Many industry experts and studies have pointed out that green hydrogen is still some distance away. None less than Dr Fatih Birol, Executive Director of the International Energy Agency, has stated this categorically. A recent report by the agency also says pretty much the same. Another report, by the International Institute for Sustainable Development and the Centre for Study of Science, Technology and Policy (CSTEP), after dilating on why unsubsidised green hydrogen will be uncompetitive until around 2050, suggested that the government should adopt a “revised timeline, at a realistic level of ambition”. It also highlighted the burden on water resources from the use of electrolysers. 

The subsidy conundrum

If further reason was needed for why green hydrogen is not worth pursuing right now, it came from the meeting between green hydrogen developers and the Ministry of New and Renewable Energy (MNRE) on December 19, 2024. Among the many asks of the developers was “long-term subsidies” — for 15-20 years — to “bridge the gap between grey hydrogen and green hydrogen”, according to one participant. 

By all accounts, the Ministry did not find this acceptable. Additionally, the developers highlighted issues with European certification requirements, high port handling charges and the grid-related problems of the power plants that supply electricity to electrolysers. 

So far, 10 developers have been awarded contracts for 4,12,000 tonnes of green hydrogen and another eight companies for 1,500 MW of annual electrolyser production. The green hydrogen industry appears unlikely to sustain without subsidies. 

Clearly, green hydrogen is fit to be shelved until technology comes up with better solutions — such as solar-powered seawater electrolysers. 

More headwinds

The second avoidable activity is offshore wind. The government has announced ₹6,853-crore viability gap funding for 1,000 MW of offshore projects — 500 MW each off the Gujarat and Tamil Nadu coasts. This is in addition to the ₹600 crore grant for upgrading the Thoothukudi and Pipavav ports to handle wind project cargo. 

The government company SECI has tendered out seabed leasing rights for 4 GW of offshore projects, and the setting up of 500 MW offshore wind projects; companies have time till February 4 to submit bids. The auction target is 30 GW by 2030.

Industry insiders have often pointed to the difficulty in securing installation services. It is unlikely that any meaningful offshore capacity will come up in the next decade. 

There are two contrasting views about offshore wind. 

The favourable view is that one cannot ignore offshore wind in a country like India, which has big potential. Besides, for climate action, you need all weapons, including offshore wind. The opposite view is that offshore wind, even after costs have declined considerably, is way too expensive — around ₹7 a kWhr (compared with ₹3.3-₹3.6 for onshore wind-solar hybrid) — and hence can wait, especially in a country like India, which has huge untapped onshore potential. 
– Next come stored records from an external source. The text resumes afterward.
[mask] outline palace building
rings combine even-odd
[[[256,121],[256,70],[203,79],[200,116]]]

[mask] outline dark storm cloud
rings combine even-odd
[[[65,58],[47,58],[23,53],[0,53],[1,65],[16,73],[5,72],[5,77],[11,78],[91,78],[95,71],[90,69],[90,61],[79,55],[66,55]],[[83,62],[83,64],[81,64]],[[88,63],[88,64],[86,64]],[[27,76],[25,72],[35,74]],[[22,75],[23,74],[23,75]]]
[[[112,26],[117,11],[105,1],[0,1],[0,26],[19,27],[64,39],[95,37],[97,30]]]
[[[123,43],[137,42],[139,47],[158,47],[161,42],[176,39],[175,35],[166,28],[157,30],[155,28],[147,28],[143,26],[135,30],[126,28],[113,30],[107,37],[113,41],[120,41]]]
Further, it is argued that the funds earmarked for offshore subsidies would be better utilised elsewhere — such as in building a transmission link to Sri Lanka. 

What works

During the recent visit of Sri Lankan President Anura Dissanayake to India, one of the issues discussed was building a power transmission link between the neighbours.

Sri Lanka is estimated to have onshore wind potential of at least 45 GW (according to a 20-year-old survey). It is far easier and cheaper to build wind power projects in the island nation and wheel it up to India, with attendant geopolitical advantages. 

The other imperative for India is to start using thorium, abundantly available in India, in existing and upcoming pressurised heavy water reactors. This is now feasible with the development of a new type of fuel, called ANEEL, by an Indian-owned, US-headquartered company called Clean Core Thorium Energy (CCTE). The company was in the news recently for inking an agreement with public sector power major NTPC for joint work on nuclear plants. Earlier, thorium was thought to be a fuel of the future — one that should wait until sufficient inventories of plutonium are built — but that is no longer true. Thorium is for now. 

The year 2025 will march past some key milestones in renewable energy. But for India to achieve its international climate action commitments and its net zero ambition, some course correction is necessary.